Lumping them all into one statistical group like the researchers did would hide these potential differences, but we might soon get a much more definitive answer, because there's a totally new way to study dinosaur fossils that's giving us a close look at the red blood cells.  That could help solve the dinosaur metabolism problem, because the size of red blood cells is related to metabolic rate.  Typically, the bigger the red blood cells, the warm-blooded the animal. 

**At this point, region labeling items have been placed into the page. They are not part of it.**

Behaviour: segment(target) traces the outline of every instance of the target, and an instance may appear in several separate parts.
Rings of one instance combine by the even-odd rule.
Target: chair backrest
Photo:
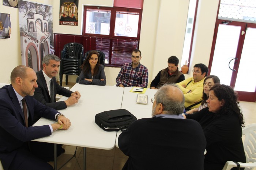
[[[244,149],[246,162],[256,162],[256,123],[249,124],[242,129],[243,135],[245,135]]]
[[[87,51],[84,54],[84,61],[85,60],[85,59],[87,57],[87,56],[88,55],[88,54],[90,52],[93,50],[90,50]],[[99,54],[99,64],[101,64],[103,66],[105,66],[105,54],[104,52],[99,50],[93,50],[96,51]]]
[[[2,87],[5,86],[5,85],[8,85],[9,84],[4,83],[0,83],[0,88],[1,88]]]

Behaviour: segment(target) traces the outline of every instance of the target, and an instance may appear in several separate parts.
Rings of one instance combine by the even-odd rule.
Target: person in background
[[[168,67],[158,72],[150,84],[150,88],[158,89],[165,83],[179,83],[185,79],[185,77],[178,66],[179,59],[172,56],[168,59]]]
[[[116,79],[117,86],[147,88],[148,71],[147,67],[140,64],[141,59],[141,52],[138,49],[134,50],[132,62],[124,64]]]
[[[120,134],[119,148],[129,157],[123,170],[203,170],[203,132],[183,118],[184,95],[176,86],[163,86],[151,99],[153,117],[136,120]]]
[[[203,64],[194,66],[193,77],[176,83],[185,97],[185,110],[198,107],[202,102],[202,92],[204,78],[208,74],[208,68]]]
[[[204,79],[204,89],[203,90],[203,101],[199,107],[192,109],[186,112],[188,114],[191,114],[197,111],[199,111],[204,108],[207,107],[206,100],[209,98],[209,91],[212,87],[216,83],[220,84],[219,79],[216,76],[210,75]]]
[[[82,71],[79,76],[79,84],[106,86],[104,67],[99,64],[99,54],[92,51],[81,66]]]
[[[0,159],[4,169],[53,170],[39,154],[39,157],[34,154],[39,151],[30,145],[30,141],[50,135],[57,129],[68,129],[71,125],[63,115],[32,97],[37,87],[37,79],[32,68],[19,66],[11,74],[11,84],[0,89]],[[32,126],[35,115],[57,123]],[[46,149],[53,153],[53,148]]]
[[[230,86],[216,84],[209,92],[207,107],[183,115],[198,122],[203,130],[205,170],[221,170],[228,161],[246,162],[241,138],[244,122],[237,96]]]
[[[53,54],[48,54],[44,57],[43,69],[36,73],[38,87],[35,88],[34,95],[34,98],[42,104],[56,110],[64,109],[67,106],[77,103],[81,97],[78,91],[73,92],[62,87],[56,81],[55,77],[59,72],[60,62],[59,58]],[[53,89],[51,89],[51,83],[53,84],[52,86]],[[69,98],[65,101],[56,102],[57,94]],[[35,118],[34,122],[38,119]]]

For a long time, paleontologists thought that the soft stuff, like skin and feathers and blood and tissue were rarely preserved in fossils.  But living bones have lots of soft tissue inside them, and when a group of British researchers pulled apart 75 million year old bones to look for some of that soft tissue, they found some, including red blood cells.  It wasn't perfectly intact, but it was enough to make out what the tissue structure would have looked like when the dinosaur was alive, and the researchers found soft tissue in nearly all the bones they searched, even though they weren't all that well-preserved or anything, which means that lots of dinosaur fossils might still have squishy organic bits of dinosaur in them.  So future studies that look at soft tissue and more bones should be able to tell us if dinosaurs were really cold-blooded, warm-blooded, or something in between.